For Antonio Tuja, co-president of BetterAid despite the countries independence, this form of cooperation can be considered a process of colonialism in the sense of exploitation natural resources and workers.
In South Africa, where the informal sector is very large, China brings together manufactured goods and manpower, ending the domestic industry, jobs and local progress. “We need to encourage and seek cooperation where everyone benefits,” says Zanele Matebula, from the union federation Cosatu.
Mamadou Faye, ITUC representative, reported the recent construction of a large theatre in Senegal as a result of cooperation with China, where almost all materials and all manpower was exported from China. “The beneficiaries should be much more cautious when receiving help from countries like China. Our nations must seek inspiration in some southern intermediaries countries who have made a policy of cooperation which benefits the people and the trade union movement involvement and the civil society organizations in building policies. ”
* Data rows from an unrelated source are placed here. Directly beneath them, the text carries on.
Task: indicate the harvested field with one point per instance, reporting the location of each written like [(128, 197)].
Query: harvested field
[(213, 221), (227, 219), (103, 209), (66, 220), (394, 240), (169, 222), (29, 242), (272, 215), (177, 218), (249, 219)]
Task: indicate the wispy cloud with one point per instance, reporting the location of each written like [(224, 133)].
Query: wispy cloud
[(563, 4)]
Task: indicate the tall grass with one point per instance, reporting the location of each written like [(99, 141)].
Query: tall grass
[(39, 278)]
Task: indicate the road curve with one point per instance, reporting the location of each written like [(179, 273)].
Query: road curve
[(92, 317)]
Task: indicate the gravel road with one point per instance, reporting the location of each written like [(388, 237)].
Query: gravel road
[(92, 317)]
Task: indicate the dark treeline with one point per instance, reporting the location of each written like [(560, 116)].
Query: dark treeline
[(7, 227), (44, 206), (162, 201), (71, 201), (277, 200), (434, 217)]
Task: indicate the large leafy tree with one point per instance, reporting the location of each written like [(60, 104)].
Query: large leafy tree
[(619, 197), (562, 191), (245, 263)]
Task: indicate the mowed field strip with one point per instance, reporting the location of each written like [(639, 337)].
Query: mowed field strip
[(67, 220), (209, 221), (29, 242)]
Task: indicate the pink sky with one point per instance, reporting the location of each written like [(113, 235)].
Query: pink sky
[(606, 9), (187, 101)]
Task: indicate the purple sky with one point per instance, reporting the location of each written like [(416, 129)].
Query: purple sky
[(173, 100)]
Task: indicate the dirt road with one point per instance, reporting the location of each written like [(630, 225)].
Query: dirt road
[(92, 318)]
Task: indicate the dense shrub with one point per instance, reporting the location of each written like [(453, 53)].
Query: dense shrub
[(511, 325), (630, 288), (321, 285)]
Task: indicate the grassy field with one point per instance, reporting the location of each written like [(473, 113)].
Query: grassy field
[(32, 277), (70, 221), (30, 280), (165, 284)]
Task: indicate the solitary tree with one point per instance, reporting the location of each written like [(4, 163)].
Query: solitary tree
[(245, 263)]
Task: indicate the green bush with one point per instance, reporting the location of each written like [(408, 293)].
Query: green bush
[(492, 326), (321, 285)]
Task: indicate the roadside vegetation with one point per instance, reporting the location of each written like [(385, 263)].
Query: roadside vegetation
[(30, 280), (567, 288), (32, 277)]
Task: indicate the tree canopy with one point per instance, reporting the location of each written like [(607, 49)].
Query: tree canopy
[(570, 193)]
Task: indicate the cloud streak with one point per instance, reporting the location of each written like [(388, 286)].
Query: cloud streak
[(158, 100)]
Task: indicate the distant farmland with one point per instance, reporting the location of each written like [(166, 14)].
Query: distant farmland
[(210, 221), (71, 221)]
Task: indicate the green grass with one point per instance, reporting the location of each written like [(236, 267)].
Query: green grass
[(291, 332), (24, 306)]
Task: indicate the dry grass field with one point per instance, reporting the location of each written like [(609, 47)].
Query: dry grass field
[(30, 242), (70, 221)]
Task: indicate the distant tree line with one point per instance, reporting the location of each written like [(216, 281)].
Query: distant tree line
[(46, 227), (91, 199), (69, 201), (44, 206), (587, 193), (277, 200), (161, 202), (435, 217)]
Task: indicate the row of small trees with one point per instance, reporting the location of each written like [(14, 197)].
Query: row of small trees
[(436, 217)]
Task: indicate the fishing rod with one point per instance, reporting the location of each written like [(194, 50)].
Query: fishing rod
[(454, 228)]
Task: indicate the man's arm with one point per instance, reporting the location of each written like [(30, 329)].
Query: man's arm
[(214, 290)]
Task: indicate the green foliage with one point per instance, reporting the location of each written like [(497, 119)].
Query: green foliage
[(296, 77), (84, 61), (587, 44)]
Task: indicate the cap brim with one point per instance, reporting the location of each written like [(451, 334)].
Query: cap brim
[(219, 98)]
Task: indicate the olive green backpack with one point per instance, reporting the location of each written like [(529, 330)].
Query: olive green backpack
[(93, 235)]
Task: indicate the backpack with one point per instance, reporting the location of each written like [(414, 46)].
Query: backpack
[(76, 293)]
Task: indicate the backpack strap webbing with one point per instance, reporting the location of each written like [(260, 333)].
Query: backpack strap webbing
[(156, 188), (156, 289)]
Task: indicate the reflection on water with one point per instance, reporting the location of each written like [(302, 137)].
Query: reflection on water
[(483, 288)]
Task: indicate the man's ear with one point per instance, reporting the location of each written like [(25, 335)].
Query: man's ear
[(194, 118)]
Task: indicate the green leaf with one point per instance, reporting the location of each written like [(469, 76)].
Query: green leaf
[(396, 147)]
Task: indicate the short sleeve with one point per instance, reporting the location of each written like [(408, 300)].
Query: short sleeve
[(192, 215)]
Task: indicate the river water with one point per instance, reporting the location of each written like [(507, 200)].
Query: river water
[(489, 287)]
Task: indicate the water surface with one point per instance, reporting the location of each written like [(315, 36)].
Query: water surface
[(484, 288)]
The international seminar had union leaders participation from organizations in five continents. On Wednesday afternoon, some leaders were invited to expose union cooperation initiatives in their respective countries.
From CUT Antonio Lisboa, executive director, spoke about the terms of cooperation with other agencies, guided by the principles of solidarity and social justice.
The Central Union has currently cooperation projects on training and union communication with Angola, Cape Verde, Honduras, Chile, Paraguay and Haiti (CNTE and CUT). Currently, the CUT is organising a project in Mozambique for union organisation of domestic workers and health & safety training with African Portuguese speakers. The last one is the first project in partnership with the Brazilian Cooperation Agency and the ILO. “We still need the Brazilian government to establish clearer rules and objective, increasing the need for international cooperation,” stated Lisbon.
Others who poke about their experiences included Lee Induk, from FKTU Korean Central union; Rekson Silaban, KSBI central union Indonesia; Zanele Matebula, Cosatu trade union federation in South Africa; Maressa La Roux, CGSLB central union of Belgium, José da Costa KSTL central union of East Timor, and Bernardo Rojas, CUT-Autentica from Paraguay.